Andy was a big part of my life beginning not long after his arrival in Southern California, where we were in the same grade at our middle school. We spent much time together until a couple of years after high school, then intermittently for a few years. Along with other members of our cohort, we lunched together every day at school. I was a regular fixture at his house. HIs parents became my parents. I had a crush on his younger sister Elizabeth.
Oh the stories! We were young and adventurous. A book could be written about our adventures and misadventures. Another volume could be filled with examples of the gifts Andy possessed.
Our lives converged, intertwined, then separated and grew apart. I cherish the years of being close to the intricate Andy Ryder.
Clay Perdue
May 31, 2025
As a high school classmate of Andy for 3 years, I sat eating lunch most every day with him and our other friends. Even in our motley group, Andy stood out because he was an independent, unconventional thinker. His versatile mind was wide-ranging in its interest in science, mechanics, psychology and the arts. A conversation with him was hardly boring, especially since he had a dry sense of humor and loved to laugh. And he had a winning smile, didn't he?
With high school graduation our lives changed and we saw each other less frequently. One time we bumped into each other when we both happened to be with our girlfriends. To my shock the two women already knew each other and were friends. Laughs, stories and smiles ensued-- a wonderful memory.

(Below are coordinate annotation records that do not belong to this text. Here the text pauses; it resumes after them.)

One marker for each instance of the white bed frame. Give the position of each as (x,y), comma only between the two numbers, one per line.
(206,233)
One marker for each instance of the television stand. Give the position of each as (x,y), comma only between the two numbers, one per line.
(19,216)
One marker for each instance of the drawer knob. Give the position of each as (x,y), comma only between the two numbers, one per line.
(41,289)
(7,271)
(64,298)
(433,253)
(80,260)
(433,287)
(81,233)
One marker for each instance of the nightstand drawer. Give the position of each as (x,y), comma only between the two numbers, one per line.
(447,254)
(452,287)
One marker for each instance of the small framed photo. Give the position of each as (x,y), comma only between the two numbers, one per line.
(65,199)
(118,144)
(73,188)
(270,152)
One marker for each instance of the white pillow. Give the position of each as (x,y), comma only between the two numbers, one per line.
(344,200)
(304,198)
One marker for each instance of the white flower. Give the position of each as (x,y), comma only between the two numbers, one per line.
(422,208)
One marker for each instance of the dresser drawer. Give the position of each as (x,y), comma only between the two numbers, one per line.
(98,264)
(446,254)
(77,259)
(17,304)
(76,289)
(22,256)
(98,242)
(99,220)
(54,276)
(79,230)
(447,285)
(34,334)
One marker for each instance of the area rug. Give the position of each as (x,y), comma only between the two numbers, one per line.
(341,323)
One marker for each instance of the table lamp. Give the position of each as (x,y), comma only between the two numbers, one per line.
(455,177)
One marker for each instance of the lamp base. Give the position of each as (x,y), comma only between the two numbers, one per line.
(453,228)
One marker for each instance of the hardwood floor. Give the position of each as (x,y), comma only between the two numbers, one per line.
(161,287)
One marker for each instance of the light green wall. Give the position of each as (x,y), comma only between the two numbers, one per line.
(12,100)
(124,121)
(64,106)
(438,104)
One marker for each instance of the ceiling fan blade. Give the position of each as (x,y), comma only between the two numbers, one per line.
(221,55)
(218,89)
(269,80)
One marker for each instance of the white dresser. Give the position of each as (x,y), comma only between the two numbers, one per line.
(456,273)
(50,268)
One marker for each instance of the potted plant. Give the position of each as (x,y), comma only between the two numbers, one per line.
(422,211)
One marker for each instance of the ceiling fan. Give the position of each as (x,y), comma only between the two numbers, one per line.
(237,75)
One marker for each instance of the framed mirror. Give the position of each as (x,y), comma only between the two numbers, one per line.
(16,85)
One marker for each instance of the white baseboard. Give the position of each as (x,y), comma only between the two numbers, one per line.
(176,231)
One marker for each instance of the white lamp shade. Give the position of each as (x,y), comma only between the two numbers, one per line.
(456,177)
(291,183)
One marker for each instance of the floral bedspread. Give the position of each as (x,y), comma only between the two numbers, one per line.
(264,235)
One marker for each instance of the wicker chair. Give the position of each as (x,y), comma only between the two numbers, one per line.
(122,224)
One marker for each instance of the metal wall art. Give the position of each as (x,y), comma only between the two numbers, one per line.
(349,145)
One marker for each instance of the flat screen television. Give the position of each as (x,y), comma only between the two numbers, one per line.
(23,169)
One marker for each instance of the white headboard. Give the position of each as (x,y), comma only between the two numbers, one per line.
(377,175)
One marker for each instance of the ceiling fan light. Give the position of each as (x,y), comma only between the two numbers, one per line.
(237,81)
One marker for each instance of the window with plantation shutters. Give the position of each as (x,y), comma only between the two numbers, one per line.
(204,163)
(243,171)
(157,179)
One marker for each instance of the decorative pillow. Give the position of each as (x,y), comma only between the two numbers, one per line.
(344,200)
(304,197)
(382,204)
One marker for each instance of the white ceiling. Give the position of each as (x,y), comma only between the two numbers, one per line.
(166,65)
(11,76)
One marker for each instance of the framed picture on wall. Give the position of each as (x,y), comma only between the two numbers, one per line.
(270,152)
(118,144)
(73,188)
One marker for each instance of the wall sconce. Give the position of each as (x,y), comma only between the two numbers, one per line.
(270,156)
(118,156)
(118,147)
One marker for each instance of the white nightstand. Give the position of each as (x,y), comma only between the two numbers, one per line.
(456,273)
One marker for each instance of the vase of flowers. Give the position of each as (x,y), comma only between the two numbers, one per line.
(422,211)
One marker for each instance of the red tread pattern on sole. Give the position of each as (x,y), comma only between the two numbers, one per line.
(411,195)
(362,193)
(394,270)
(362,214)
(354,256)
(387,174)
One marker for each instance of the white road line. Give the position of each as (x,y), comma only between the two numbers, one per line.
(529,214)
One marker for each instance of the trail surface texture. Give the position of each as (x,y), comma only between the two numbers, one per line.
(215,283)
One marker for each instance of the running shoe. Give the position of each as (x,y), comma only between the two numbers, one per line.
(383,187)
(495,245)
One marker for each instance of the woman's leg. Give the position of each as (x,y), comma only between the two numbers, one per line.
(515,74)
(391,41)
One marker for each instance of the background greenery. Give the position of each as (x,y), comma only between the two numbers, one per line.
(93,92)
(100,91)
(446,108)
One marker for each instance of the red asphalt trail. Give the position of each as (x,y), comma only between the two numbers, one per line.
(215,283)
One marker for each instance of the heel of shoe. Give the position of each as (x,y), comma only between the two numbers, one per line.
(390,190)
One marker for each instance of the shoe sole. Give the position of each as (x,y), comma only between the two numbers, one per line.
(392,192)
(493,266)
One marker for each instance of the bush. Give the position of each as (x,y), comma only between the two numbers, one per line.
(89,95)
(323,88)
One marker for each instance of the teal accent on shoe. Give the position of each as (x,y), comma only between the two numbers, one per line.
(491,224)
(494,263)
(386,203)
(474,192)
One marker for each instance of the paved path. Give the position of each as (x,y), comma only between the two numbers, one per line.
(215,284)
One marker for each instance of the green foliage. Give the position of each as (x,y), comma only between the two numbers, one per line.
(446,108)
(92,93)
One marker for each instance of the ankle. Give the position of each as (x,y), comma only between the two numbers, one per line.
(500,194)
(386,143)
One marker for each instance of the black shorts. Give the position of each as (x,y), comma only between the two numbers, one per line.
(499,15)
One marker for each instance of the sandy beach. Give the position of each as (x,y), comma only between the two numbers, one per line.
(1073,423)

The last time I saw Andy was shortly before I moved to the East Coast. Most of the old lunch mates got together one evening to reminisce and get caught up. Andy was just as I remembered him: big friendly smile, fun, interesting, modest. Another great memory, but, oh, how I wish there had been more...
Ray Ashley
May 31, 2025
We always beguile ourselves that time will be kind enough to let us get back in touch with old friends and relive memories, but then it never is. I would have liked to tell Andy how much I enjoyed our friendship and his endless enthusiastic curiosity about everything, and what fun we had on adventures we shared so long ago. Fair winds!
Kim Brogan
May 30, 2025
I remember a young man of 18ish who took time out of his day to show me how to give my Maverick, 3 on the column, a tune-up. You showed great patience with my obvious lack of understanding of how a six cylinder engine works. I also remember a midnight trek to the park by my house with several friends where you put me on your shoulder and ran the bases on the baseball field while I screamed and laughed. Thank you for the working pen knife that you carved for me, I still have it. It amazes everyone that sees it. You were one of a kind and I am grateful that you were in my life at a time when I needed friends that made me laugh.
sharon cummins
May 30, 2025
Andy,
I´m sorry you didn´t have more time, but am so thankful for the life and adventures that we shared. Endless hours drinking coffee at Daisy´s, Denny´s, or Jimmy´s and arguing about whether a person could walk through a wall, given that it is theoretically possible for all the space between the person and the wall to line up perfectly and slide by each other (the answer is no, of course!). You "McGyvering," all the time like when you fixed my car with only a pen knife and a racquetball. Living in the truck, donating plasma, playing Scrabble, using our precious dollars to buy armloads of books from St. Vincent de Paul. Road trips, train trips, camping, reading aloud Sherlock Holmes, the Theory and Practice of Gamesmanship, Growing up Catholic (you just don´t understand!). You opened my eyes to new ways of thinking and being.
The biggest adventure of all was having Colin and Carlisle. I am endlessly grateful to you for them. They really are the best of us. We will all hold your memory dear.